M’man a préparé une valise pour elle et le mine, elle a affrété un taxi et, ce matin, a quitté la maison après avoir fait à Conchita des recommandations qu’elle a suivies à la lettre, assure-t-elle.

Alors là, l’Antonio joli dépose son cul sur une chaise, ses coudes sur la table, son front dans ses mains et son cœur au vestiaire. Il se met à réfléchir jusqu’à Vladivostok. C’est pas la première fois qu’on m’embarque ma Félicie, mais jamais la chose ne s’était encore opérée de cette manière quasi officielle.

Ce qui me chenille le plus, c’est ce coup de grelot que J’AI soi-disant donné depuis Moscou ! Quel imitateur, ou quel instrument sophistiqué a pu abuser ma vieille ? Voilà qui tient du miracle, de la magie, de la technique la plus perfectionnée et de tout ce qu’il te plaira d’ajouter, je suis pas un poil-de-cuteur.

Je regarde partir la colonie ibérique, sur la pointe des pieds. Le guitariste coltine son instrument comme s’il s’agissait d’un animal qu’il emmène paître. Les dames m’adressent un sourire par l’encadrement de la porte. Conchita évacue les boutanches vides et aère les lieux.

Je me traîne jusqu’au bigophone pour turluter à mon pote Martin, directeur de la police de l’air. Il est en vacances, mais j’obtiens son adjoint Dubois. Sans rien lui révéler de l’aventure, je le prie de s’informer si maman et le lardon ont bien pris un vol pour Moscou aujourd’hui. Il note les « coordonnées » comme on dit puis de nos jours en attendant mieux, et promet de me rappeler dans le quart d’heure.

Conchita me demande si j’ai besoin de quelque chose.

Je lui répondrais bien qu’oui : de ma maman, mais ma requête serait mal comprise.

— Non, merci, Conchita.

Elle entreprend alors de m’expliquer les raisons de sa petite sauterie andalouse, je la coupe comme quoi je m’en fous, ce qui compromet un peu l’avenir, je l’admets, mais le futur, hein ? Pour ce qu’on en fait…

Inlassablement je me redis « Maman et Toinet à Moscou ». On pourrait imaginer une bande dessinée. S’il est vrai qu’elle se trouve à l’ombre du Kremlin, ma vieille d’amour, que peut-elle bien y fabriquer, sans moi ? Je l’imagine, avec notre garnement, dans un hôtel ou — qui sait ? — ailleurs. AILLEURS !

Il reste du Chambertin dans l’une des boutanches. Je me le sers. M’est avis que j’ai sous-estimé le camarade Gériatrov. A sa santé ! J’écluse le gorgeon de vin rouge.
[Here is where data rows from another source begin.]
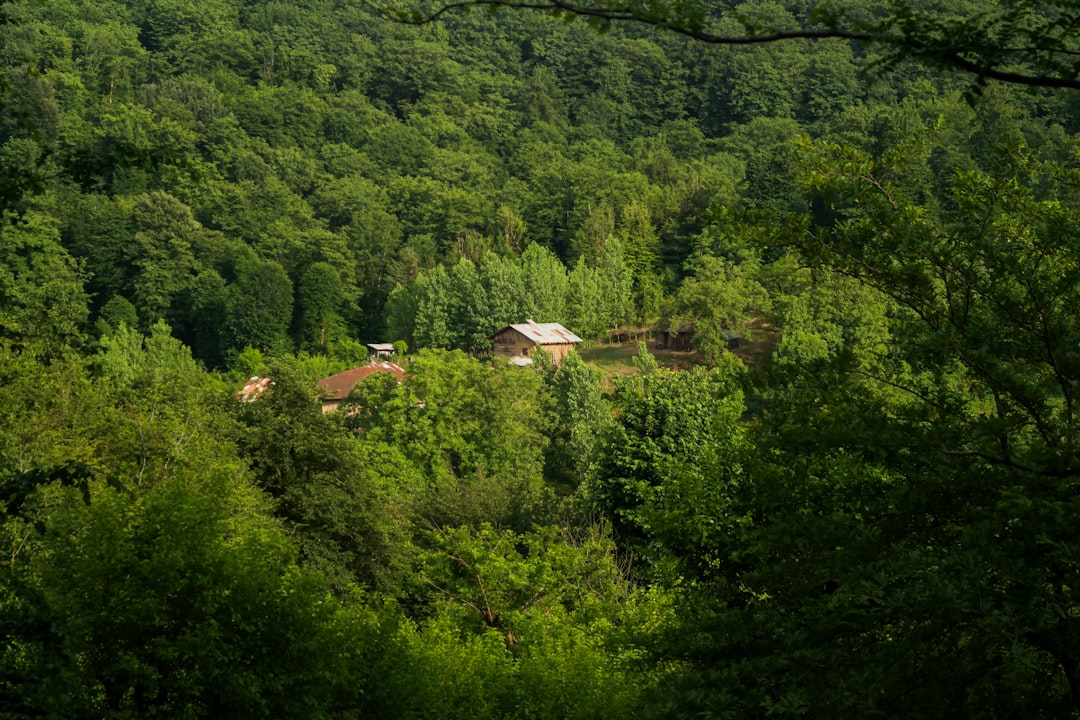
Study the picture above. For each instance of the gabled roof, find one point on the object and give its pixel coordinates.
(543, 334)
(254, 389)
(337, 386)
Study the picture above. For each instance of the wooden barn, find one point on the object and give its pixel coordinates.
(520, 341)
(336, 388)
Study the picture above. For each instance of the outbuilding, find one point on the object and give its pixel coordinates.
(521, 340)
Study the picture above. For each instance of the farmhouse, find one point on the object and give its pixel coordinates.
(337, 386)
(518, 341)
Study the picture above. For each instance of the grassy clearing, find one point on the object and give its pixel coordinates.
(617, 358)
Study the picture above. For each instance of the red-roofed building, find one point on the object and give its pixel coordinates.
(337, 386)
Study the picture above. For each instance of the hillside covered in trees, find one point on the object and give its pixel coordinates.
(880, 519)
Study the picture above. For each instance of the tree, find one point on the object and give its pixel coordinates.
(259, 308)
(1030, 43)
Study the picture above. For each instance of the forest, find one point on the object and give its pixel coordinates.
(878, 518)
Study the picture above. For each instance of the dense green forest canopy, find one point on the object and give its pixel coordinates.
(878, 516)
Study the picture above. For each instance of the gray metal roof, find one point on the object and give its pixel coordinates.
(544, 334)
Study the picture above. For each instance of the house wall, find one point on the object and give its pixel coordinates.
(511, 343)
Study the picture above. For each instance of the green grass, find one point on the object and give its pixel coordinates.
(615, 360)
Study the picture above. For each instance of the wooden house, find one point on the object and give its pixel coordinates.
(520, 341)
(380, 350)
(336, 388)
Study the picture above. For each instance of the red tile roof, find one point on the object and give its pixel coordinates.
(337, 386)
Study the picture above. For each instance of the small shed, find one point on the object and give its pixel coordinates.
(253, 389)
(337, 386)
(381, 349)
(521, 340)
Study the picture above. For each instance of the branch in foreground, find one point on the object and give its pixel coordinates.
(930, 50)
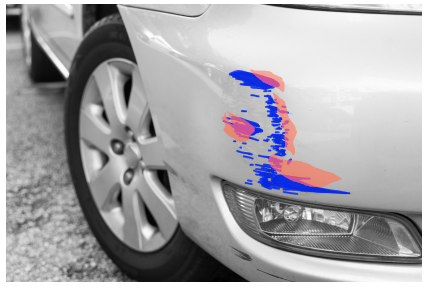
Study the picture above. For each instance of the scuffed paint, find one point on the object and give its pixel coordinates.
(273, 171)
(237, 127)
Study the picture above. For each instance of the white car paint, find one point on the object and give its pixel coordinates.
(353, 90)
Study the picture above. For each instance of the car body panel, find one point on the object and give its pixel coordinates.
(60, 26)
(356, 84)
(191, 10)
(353, 90)
(358, 70)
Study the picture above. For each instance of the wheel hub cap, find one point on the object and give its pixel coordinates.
(121, 171)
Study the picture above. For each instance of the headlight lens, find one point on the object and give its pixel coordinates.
(324, 232)
(366, 8)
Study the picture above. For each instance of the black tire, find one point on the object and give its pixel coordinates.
(180, 259)
(40, 67)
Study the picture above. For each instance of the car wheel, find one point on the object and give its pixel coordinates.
(116, 167)
(40, 67)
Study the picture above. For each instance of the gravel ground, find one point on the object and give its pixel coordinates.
(47, 238)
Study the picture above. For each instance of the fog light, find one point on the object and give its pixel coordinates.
(321, 231)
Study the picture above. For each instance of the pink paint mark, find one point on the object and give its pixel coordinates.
(287, 124)
(237, 128)
(303, 173)
(270, 79)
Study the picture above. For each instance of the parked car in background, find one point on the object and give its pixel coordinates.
(13, 9)
(283, 141)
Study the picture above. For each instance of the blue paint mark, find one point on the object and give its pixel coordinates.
(249, 79)
(272, 180)
(269, 178)
(263, 156)
(257, 127)
(247, 153)
(286, 192)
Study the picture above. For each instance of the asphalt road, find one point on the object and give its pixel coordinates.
(47, 237)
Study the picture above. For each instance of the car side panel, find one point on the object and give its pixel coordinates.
(353, 88)
(60, 26)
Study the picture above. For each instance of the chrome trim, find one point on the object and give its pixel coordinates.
(56, 61)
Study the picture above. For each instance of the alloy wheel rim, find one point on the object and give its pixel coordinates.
(122, 157)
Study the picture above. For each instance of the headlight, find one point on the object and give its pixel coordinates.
(414, 9)
(326, 232)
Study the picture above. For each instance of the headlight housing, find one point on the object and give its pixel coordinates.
(405, 9)
(326, 232)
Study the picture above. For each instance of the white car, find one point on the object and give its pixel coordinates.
(284, 141)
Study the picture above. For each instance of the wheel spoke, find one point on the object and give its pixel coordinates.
(94, 131)
(158, 201)
(105, 182)
(151, 153)
(138, 115)
(110, 82)
(133, 212)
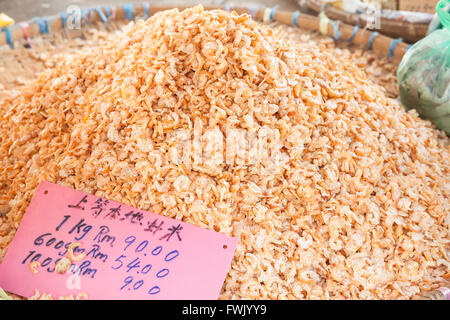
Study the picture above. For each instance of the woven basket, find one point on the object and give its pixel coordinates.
(408, 31)
(50, 37)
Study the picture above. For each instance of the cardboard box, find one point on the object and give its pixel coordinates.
(428, 6)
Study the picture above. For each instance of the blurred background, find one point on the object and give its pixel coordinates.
(21, 10)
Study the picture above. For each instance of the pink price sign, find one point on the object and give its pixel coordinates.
(123, 252)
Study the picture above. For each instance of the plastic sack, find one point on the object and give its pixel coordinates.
(424, 74)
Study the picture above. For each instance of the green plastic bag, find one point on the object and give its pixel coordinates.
(424, 74)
Le turlu retentit : c’est déjà Dubois. Il confirme : M’man et Antoine ont bien pris le vol de ce matin pour Moscou. Selon un rapide calcul, nous avons dû nous trouver ensemble dans la capitale russe, Félicie, le môme et ma pomme !

Bon, va falloir en référer. Raconter l’anecdote aux instances supérieures, faire intervenir l’ambassade de France, les Affaires extérieures, tout le circus !

Je suis persuadé que m’man ne craint rien, néanmoins je voudrais bien qu’elle bercaille à nouveau. Sans compter que Toinet rate l’école, merde ! Déjà qu’il n’y fait pas de prouesses !

Les maths, ça boume à peu près, mais pour ce qui est du français, il a meilleur compte d’engager tout de suite une secrétaire. Ses rédactions, je t’en fais cadeau ! Il concourrait avec Béru, y aurait photo à l’arrivée pour les départager.

— Voilà quelqu’un, m’annonce Conchita qui visionne par la fenêtre.

— Qui donc ? bondis-je.

— Une dame.

Je me lève pour mater. Je vois radiner Katerina, sa valise à la main.